Add these steps to your enterprise's comprehensive plan for switching business operations to the disaster recovery site. When disaster disables the main site, administrators complete these steps as part of the comprehensive plan.

Procedure

  1. Optional. Remap DNS addresses.
    If your disaster recover plan includes remapping the DNS addresses of realm servers and persistence servers, then complete this action first.
  2. Restart the remaining realm servers in this order.
    1. Stop all remaining realm servers.
    2. Restart the former disaster recovery realm server, omitting the command line parameter --drfor, so this process becomes the new primary realm server.
      If authentication is required, supply the --server.user and --server.password parameters, with credentials that the new primary server can use to authenticate itself to its affiliated servers.

      If satellites and backups require different authentication credentials, then also supply the --server.authtobackup.user and --server.authtobackup.password parameters. The new primary server uses these credentials to authenticate itself to its backup server.

      Ensure that these user names are in the authorization group ftl-primary.

    3. Restart the backup servers at the disaster recovery site with unchanged parameter values.
    4. Restart the satellite servers.
      Adjust the values of their --satelliteof parameters, if needed, so that they connect to the new primary server. If your recovery plan remaps DNS addresses, then it is not necessary to adjust these values.
  3. Activate the persistence servers at the disaster recovery site.
    1. Using the browser GUI of the new primary realm server, navigate to the clusters grid, and ensure that the Primary Set column is visible.
    2. Change the primary set of each participating cluster so that the persistence servers at the disaster recovery site will become the primary set.
    3. After changing the primary server set for all participating persistence clusters, deploy the new realm definition.
  4. Ensure that the persistence servers at the disaster recovery site form a quorum.
    Check the persistence clusters status table and its servers list sub-tables to verify that every particpating cluster has formed a quorum, and that all the servers in each cluster are synchronized.
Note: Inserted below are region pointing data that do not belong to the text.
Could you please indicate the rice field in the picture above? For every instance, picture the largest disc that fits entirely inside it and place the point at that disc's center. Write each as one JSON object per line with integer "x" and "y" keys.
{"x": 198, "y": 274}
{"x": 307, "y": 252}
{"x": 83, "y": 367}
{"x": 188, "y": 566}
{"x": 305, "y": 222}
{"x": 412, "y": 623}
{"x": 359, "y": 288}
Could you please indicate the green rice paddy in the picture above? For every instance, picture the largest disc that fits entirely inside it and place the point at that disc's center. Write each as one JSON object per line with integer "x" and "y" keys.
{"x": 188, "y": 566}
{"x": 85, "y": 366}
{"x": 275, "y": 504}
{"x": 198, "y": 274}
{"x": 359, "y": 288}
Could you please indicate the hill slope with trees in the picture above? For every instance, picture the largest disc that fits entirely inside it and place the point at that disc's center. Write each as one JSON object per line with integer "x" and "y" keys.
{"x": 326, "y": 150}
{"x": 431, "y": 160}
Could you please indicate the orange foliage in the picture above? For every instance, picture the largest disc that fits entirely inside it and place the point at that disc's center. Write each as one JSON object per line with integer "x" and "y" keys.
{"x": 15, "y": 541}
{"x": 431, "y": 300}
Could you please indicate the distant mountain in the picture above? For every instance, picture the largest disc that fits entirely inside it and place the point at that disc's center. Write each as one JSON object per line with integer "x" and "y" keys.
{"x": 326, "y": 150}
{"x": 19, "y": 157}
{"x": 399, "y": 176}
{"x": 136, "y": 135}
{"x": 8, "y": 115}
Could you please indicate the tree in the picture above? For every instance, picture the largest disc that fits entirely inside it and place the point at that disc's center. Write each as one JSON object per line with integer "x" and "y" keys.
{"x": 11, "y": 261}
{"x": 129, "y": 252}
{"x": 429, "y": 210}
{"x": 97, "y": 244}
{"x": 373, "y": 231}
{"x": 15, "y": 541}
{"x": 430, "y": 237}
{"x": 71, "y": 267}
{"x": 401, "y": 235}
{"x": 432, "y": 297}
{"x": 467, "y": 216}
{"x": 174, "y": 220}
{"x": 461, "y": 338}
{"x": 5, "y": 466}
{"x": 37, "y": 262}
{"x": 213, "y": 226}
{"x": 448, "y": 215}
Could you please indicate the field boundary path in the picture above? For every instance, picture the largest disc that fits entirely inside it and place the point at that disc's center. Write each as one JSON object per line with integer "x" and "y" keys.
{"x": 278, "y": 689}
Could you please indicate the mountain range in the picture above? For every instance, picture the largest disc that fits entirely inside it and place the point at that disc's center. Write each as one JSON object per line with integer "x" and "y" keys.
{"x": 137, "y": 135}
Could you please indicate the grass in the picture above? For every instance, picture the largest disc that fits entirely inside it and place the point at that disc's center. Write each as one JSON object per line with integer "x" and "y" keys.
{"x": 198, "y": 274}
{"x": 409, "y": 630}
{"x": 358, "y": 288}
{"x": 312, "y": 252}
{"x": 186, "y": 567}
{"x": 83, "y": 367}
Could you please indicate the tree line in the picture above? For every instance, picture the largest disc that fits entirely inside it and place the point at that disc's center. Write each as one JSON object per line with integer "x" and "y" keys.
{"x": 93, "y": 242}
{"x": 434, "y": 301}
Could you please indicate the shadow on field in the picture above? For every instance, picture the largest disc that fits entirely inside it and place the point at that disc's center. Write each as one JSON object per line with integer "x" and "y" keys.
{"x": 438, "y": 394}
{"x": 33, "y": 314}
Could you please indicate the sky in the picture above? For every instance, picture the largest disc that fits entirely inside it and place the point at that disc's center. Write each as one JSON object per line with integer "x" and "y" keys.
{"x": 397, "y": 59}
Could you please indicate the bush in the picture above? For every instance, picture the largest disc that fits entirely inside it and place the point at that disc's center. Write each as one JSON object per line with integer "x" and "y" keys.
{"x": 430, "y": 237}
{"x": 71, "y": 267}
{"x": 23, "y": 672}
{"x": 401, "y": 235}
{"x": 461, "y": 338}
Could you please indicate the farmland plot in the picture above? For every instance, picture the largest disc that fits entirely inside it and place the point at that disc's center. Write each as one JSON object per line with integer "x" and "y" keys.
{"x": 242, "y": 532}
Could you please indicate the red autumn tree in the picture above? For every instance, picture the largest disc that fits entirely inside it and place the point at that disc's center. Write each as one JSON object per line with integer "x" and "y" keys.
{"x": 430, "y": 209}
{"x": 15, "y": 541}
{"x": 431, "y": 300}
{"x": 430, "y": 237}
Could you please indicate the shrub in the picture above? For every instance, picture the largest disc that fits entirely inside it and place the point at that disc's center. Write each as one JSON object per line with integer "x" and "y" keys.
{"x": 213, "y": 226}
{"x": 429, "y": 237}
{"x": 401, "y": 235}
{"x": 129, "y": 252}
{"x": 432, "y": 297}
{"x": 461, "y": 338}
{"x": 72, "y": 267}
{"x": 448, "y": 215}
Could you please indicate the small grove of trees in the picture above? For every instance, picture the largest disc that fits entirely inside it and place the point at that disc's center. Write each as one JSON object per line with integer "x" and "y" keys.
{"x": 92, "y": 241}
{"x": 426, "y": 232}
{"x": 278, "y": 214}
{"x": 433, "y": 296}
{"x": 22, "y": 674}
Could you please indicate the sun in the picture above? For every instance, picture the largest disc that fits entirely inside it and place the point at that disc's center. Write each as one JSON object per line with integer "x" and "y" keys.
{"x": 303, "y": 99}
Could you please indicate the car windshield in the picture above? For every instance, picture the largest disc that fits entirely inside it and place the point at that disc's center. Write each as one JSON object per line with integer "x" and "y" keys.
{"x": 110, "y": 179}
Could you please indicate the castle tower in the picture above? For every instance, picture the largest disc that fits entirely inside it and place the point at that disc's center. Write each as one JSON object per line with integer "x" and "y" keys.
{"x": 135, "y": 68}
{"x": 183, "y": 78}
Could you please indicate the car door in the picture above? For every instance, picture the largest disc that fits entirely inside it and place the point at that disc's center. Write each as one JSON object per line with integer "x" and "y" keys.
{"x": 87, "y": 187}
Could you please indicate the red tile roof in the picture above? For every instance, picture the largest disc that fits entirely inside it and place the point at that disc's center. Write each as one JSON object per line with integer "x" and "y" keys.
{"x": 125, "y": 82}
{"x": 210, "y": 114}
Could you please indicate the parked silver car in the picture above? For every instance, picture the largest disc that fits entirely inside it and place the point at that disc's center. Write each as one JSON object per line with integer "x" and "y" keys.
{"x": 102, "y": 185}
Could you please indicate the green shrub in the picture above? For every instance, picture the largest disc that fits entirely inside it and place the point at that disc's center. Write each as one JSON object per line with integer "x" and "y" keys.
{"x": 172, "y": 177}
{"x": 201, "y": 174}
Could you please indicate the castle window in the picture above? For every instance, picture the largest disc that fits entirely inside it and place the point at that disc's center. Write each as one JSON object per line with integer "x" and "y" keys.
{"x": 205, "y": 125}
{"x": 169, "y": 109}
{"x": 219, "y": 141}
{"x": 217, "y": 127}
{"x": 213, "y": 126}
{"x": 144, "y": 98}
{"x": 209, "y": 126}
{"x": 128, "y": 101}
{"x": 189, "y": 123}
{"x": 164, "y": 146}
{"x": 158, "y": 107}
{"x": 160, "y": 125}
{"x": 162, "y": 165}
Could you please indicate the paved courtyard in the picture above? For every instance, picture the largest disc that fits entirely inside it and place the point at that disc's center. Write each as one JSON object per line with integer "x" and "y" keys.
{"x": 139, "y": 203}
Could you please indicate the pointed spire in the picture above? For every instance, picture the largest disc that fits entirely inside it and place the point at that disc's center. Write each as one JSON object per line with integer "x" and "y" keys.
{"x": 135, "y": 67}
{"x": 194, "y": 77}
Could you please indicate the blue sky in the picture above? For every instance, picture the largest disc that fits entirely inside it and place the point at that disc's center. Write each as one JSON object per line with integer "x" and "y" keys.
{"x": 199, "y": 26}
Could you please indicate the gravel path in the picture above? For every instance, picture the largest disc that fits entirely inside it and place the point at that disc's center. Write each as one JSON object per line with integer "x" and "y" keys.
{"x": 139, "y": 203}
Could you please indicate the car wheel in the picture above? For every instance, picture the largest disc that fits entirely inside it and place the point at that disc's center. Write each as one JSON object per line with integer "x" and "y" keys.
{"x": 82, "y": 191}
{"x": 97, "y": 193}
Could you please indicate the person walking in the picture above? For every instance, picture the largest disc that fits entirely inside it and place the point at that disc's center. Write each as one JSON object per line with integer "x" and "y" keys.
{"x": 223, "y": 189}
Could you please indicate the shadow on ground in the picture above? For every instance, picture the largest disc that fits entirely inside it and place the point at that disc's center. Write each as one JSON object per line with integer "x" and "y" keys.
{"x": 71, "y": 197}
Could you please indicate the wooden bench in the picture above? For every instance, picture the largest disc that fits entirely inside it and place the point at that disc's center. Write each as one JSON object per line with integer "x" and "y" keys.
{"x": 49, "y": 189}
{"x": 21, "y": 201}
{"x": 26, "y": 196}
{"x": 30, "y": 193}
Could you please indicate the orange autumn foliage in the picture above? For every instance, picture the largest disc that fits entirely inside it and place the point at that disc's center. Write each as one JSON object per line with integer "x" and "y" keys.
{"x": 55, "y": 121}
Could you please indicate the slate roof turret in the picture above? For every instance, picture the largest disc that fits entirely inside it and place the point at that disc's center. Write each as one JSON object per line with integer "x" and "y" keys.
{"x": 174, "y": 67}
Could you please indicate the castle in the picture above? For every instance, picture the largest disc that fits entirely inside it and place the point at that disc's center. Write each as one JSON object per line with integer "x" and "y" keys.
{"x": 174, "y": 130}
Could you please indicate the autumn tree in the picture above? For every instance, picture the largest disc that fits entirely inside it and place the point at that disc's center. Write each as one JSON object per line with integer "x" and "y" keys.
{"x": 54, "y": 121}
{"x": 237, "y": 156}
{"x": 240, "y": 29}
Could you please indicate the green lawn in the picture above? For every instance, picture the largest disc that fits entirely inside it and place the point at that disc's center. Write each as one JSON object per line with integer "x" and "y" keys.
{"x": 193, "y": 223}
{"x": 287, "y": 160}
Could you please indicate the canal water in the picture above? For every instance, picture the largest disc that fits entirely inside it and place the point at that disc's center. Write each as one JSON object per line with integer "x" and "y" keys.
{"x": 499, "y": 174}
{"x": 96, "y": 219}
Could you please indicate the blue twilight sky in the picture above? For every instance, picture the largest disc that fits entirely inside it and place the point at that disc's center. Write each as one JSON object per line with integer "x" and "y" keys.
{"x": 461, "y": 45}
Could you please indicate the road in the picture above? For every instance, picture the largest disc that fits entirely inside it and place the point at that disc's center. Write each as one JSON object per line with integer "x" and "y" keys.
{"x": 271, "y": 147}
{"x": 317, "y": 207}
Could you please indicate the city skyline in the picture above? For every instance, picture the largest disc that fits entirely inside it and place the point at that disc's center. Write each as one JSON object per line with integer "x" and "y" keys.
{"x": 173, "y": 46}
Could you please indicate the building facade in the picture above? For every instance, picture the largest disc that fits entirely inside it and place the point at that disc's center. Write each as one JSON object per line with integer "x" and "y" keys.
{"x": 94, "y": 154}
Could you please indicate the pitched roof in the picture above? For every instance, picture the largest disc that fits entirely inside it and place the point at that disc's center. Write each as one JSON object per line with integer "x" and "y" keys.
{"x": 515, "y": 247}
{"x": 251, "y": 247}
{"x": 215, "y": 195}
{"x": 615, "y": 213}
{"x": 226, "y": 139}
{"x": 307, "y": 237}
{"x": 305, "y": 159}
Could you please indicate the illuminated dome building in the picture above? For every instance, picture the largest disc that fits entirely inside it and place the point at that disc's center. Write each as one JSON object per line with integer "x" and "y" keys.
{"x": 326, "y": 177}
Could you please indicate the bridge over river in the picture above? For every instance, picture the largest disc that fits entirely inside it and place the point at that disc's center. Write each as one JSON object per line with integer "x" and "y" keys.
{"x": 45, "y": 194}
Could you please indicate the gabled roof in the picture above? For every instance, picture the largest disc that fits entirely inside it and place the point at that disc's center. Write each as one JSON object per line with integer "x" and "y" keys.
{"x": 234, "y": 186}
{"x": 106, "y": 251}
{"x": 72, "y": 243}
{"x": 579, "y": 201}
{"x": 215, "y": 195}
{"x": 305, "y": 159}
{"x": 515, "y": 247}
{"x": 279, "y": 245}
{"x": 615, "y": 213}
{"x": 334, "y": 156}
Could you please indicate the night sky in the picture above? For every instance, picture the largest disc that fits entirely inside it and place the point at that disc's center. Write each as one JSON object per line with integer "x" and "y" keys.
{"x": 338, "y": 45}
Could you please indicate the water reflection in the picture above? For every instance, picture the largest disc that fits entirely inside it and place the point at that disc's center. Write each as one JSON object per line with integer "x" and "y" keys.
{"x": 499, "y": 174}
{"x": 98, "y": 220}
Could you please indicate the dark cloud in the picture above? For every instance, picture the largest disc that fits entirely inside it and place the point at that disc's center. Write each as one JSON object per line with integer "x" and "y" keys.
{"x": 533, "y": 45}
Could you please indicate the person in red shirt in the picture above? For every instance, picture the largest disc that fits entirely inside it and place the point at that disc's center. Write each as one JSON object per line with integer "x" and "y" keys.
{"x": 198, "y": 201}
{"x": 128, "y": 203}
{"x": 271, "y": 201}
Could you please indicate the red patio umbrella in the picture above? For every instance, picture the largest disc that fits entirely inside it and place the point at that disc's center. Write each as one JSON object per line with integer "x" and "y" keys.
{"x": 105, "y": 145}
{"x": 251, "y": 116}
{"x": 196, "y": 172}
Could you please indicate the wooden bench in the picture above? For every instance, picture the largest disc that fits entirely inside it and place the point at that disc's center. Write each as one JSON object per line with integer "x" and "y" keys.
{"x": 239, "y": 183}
    If the cluster cannot form a quorum, clients cannot connect to its servers. Consider forcing a quorum; see Before Forcing a Quorum.

  5. Direct application clients to servers at the disaster recovery site.
    Choose only one of these two alternatives:
    • If you remapped the DNS addresses of realm servers and persistence servers:
      1. Verify that the new DNS information has propagated.
      2. Verify that all clients automatically connect or reconnect to servers at the disaster recovery site, and are operating correctly.
    • Otherwise, when you restart all application clients, explicitly supply the locations of the new primary realm server or one of its satellites.
    The disaster recovery site is now the new active site of FTL operations.
  6. Arrange another disaster recovery site, to protect against a disaster at the newly active site.